19.10 Je rebondis sur ma propre réflexion en fin d'un billet précédent: (en apprentissage du tissage) "je cours après le vent, c'est parfois ridicule". En fait, non. Je verbalise deux attitudes chez les novices.
Illustration en pédagogie de la cuisine, qui était mon métier jusqu'il y a peu. Quand on cuisine, deux attitudes: soit on a au frigo du poulet et des tomates et on improvise; soit on voit une recette alléchante et on fait les courses ad hoc avant de suivre la dite recette.
De tempérament créatif tout en étant novice, on est tenté par la première solution: improviser. On prend des risques! Gustatifs et techniques, si pas économiques (devoir jeter le plat).
Si, plus prudent, on suit la deuxième voie, on prend aussi des risques: se scléroser et ne rien comprendre à la cuisine, finalement.
Le juste milieu est de savoir quel chemin prendre, pour qui, et quand.

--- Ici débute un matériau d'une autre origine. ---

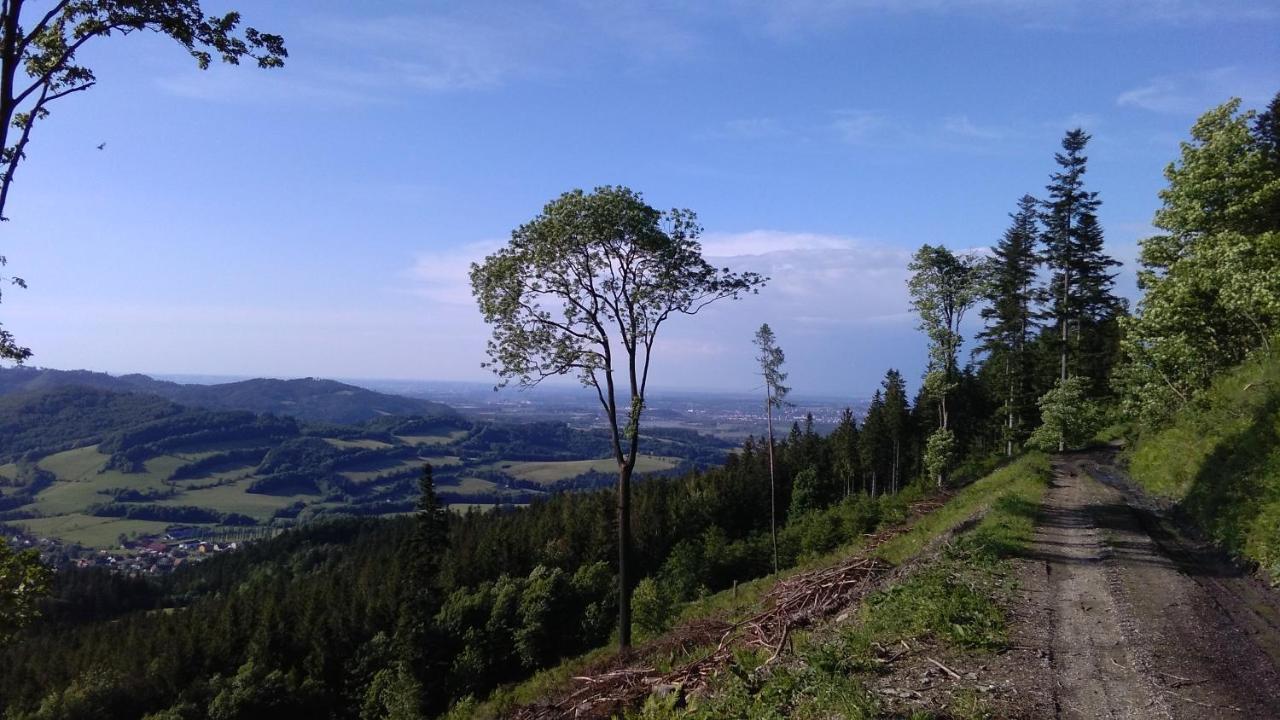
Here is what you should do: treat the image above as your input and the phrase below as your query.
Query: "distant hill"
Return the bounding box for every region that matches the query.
[0,368,458,424]
[0,384,728,548]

L'apprentissage de toute technique suit la même voie: quelque talent qu'on aie, il FAUT faire ses gammes au début. Ce qui, en tissage, équivaut à essayer quasi toutes les structures possibles parmi les armures de base, sur les divers fils qu'on a choisi d'utiliser - dans mon cas, les fibres nobles et naturelles que je file: les laines locales comme l'alpaga, l'angora, le macomérinos ou durables/équitables comme le chamelon de Mongolie, la soie (hélas ni bio ni locale) ainsi que le lin et le coton bio (que je ne file pas, je les achète en fils industriels). Sur un métier à 2 cadres, puis 4 cadres ou 8 cadres.Cela en fait des variables...
Pour faire ses gammes en noviciat: on choisit un modèle, on se procure les fils suggérés et on suit la "recette" à la lettre. A la différence de la cuisine, on peut garder l'échantillon dans un joli carnet. Ainsi, après un ou deux ans, on aura une large palette des possibles selon ses goûts et ses talents.
Quelles que soient mes compétences en pédagogie, je n'arrive pas à m'imposer ces contraintes. Toutes mes erreurs en tissage depuis le début (erreurs que j'expose avec joie en photos sur ce blog) sont dues au fait que je n'ai PAS utilisé les fils suggérés mais procédé à des mélanges approximatifs (et risqués pour un débutant) et que je n'ai PAS suivi le modèle à la lettre. Tu m'étonnes que j'obtenais des guenilles plutôt que des tissus...
C'est à ce travail que je m'attèle pour l'instant: m'imposer la contrainte de parcourir les types d'armures et de techniques, une à une et de les pratiquer au moins une fois. En garder des échantillons dans un carnet de travail et produire au moins un objet taille réelle (torchon, écharpe, etc.). Ce que j'ai fait récemment avec l'été-hiver, le tissage double, le thick and thin (FR?), la dentelle huck, les brochés ou inclusions (inlays), les armures factices (color and weave), le shadow weave (FR?), l'ajouré/effet chaîne (cram and dent en anglais), les effets de trame et de chaîne (warp and weft-faced), la toile diversifiée (diversified plainweave), la chaîne et/ou trame supplémentaire. La toile et les divers sergés comme le chemin de rose: c'est la base, déjà fait.
En 2018, quand j'ai acquis le métier Jane à 8 cadres, je m'étais concocté un programme de cours perso, avec "année 1", "année 2" etc. Je n'arrive pas à le suivre à la lettre, mais je ne suis pas loin.
Il me reste la technique Théo Moorman (pour les fils supplémentaires en trame), le crackle (FR?), la dentelle suédoise ou le bronson, le gaufré ou nid d'abeille, le basket weave (FR?), le taqueté. Je négligerai les frappés (overshot) qui ne me seront pas utiles dans mon désir de "peindre aux fils" - processus de peinture qui demande que soit laissée une marge d'improvisation.
Dès qu'est établie la palette du désormais tisserand intermédiaire et non plus novice , il peut enfin fonctionner comme le créatif qu'il est: tiens, voilà de beaux fils (que j'ai moi-même filés par exemple), dans des couleurs qui me plaisent. Quelle structure vais-je donc utiliser pour magnifier tant les coloris que la chatoyance/brillance du fil?